Two “killers” and a sword-fish, all of the largest size. Description of these warriors is superfluous, since they are so well known to museums and natural histories; but unless one has witnessed the charge of a XIPHIAS, he cannot realize what a fearful foe it is. Still, as a practice, these creatures leave the cachalot respectfully alone, knowing instinctively that he is not their game. Upon this memorable occasion, however I guess the two Orcas were starving, and they had organized a sort of forlorn hope with the XIPHIAS as an auxiliary who might be relied upon to ensure success if it could be done. Anyhow, the syndicate led off with their main force first; for while the two killers hung on the cachalot’s flanks, diverting his attention, the sword-fish, a giant some sixteen feet long, launched himself at the most vulnerable part of the whale, for all the world like a Whitehead torpedo. The wary eye of the whale saw the long, dark mass coming, and, like a practised pugilist, coolly swerved, taking for the nonce no notice of those worrying wolves astern. The shock came; but instead of the sword penetrating three, or maybe four feet just where the neck (if a whale has any neck) encloses the huge heart, it met the mighty, impenetrable mass of the head, solid as a block of thirty tons of india-rubber.

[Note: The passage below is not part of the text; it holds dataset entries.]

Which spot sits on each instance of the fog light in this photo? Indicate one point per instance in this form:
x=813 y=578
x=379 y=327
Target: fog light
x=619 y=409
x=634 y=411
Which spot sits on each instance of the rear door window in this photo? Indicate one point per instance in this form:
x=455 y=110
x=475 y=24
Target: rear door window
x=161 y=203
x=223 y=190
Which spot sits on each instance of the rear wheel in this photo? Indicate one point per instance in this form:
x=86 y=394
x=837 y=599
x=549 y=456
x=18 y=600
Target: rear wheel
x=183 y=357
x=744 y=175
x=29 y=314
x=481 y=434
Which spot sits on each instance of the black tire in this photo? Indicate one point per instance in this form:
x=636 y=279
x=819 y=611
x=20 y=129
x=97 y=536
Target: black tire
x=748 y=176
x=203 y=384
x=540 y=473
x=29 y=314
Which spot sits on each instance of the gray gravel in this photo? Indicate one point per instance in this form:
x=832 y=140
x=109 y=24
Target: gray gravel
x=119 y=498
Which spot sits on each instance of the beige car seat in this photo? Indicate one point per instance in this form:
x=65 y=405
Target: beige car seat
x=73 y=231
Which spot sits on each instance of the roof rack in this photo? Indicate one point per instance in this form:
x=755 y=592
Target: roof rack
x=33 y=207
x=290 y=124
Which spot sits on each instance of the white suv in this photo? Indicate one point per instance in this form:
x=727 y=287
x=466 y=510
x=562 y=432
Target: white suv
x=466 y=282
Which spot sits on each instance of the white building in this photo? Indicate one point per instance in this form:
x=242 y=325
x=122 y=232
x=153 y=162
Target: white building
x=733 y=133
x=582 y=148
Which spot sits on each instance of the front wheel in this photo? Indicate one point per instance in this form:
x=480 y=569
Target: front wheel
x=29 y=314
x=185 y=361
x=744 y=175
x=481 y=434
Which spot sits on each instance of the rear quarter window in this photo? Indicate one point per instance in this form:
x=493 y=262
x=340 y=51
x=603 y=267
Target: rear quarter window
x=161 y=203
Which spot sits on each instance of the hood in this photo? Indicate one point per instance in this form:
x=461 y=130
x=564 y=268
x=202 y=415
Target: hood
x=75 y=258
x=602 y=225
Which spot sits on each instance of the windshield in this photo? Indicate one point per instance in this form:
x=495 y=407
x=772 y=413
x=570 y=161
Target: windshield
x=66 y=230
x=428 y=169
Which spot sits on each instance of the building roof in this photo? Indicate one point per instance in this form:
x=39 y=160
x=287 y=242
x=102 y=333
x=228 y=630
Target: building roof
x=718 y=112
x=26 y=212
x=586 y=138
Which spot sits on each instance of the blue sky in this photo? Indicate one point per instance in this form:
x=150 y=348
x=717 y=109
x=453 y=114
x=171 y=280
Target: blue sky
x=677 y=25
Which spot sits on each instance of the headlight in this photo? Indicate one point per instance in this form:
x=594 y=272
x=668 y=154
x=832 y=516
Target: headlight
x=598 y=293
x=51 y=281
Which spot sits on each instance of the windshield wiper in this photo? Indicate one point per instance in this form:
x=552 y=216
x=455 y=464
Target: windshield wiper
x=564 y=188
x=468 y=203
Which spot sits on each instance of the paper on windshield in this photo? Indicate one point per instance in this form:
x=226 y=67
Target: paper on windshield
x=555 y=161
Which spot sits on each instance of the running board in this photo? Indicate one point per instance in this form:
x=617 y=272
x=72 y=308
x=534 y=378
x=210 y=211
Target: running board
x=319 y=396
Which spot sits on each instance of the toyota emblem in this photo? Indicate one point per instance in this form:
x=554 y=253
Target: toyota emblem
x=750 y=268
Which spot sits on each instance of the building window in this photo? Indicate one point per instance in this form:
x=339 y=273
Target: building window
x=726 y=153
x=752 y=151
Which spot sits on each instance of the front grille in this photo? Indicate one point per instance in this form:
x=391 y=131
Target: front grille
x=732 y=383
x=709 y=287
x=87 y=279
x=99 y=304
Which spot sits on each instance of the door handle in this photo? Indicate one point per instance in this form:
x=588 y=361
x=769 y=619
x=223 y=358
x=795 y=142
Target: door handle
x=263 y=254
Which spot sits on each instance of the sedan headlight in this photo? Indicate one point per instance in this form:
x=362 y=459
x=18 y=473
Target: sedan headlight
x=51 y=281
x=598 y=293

So the blow glanced, revealing a white streak running diagonally across the eye, while the great XIPHIAS rolled helplessly over the top of that black bastion. With a motion so rapid that the eye could scarcely follow it, the whale turned, settling withal, and, catching the momentarily motionless aggressor in the lethal sweep of those awful shears, crunched him in two halves, which writhing sections he swallowed seriatim. And the allied forces aft—what of them? Well, they had been rash—they fully realized that fact, and would have fled, but one certainly found that he had lingered on the scene too long. The thoroughly-roused leviathan, with a reversal of his huge bulk that made the sea boil like a pot, brandished his tail aloft and brought it down upon the doomed “killer,” making him at once the “killed.” He was crushed like a shrimp under one’s heel.
The survivor fled—never faster—for an avalanche of living, furious flesh was behind him, and coming with enormous leaps half out of the sea every time. Thus they disappeared, but I have no doubts as to the issue. Of one thing I am certain—that, if any of the trio survived, they never afterwards attempted to rush a cachalot.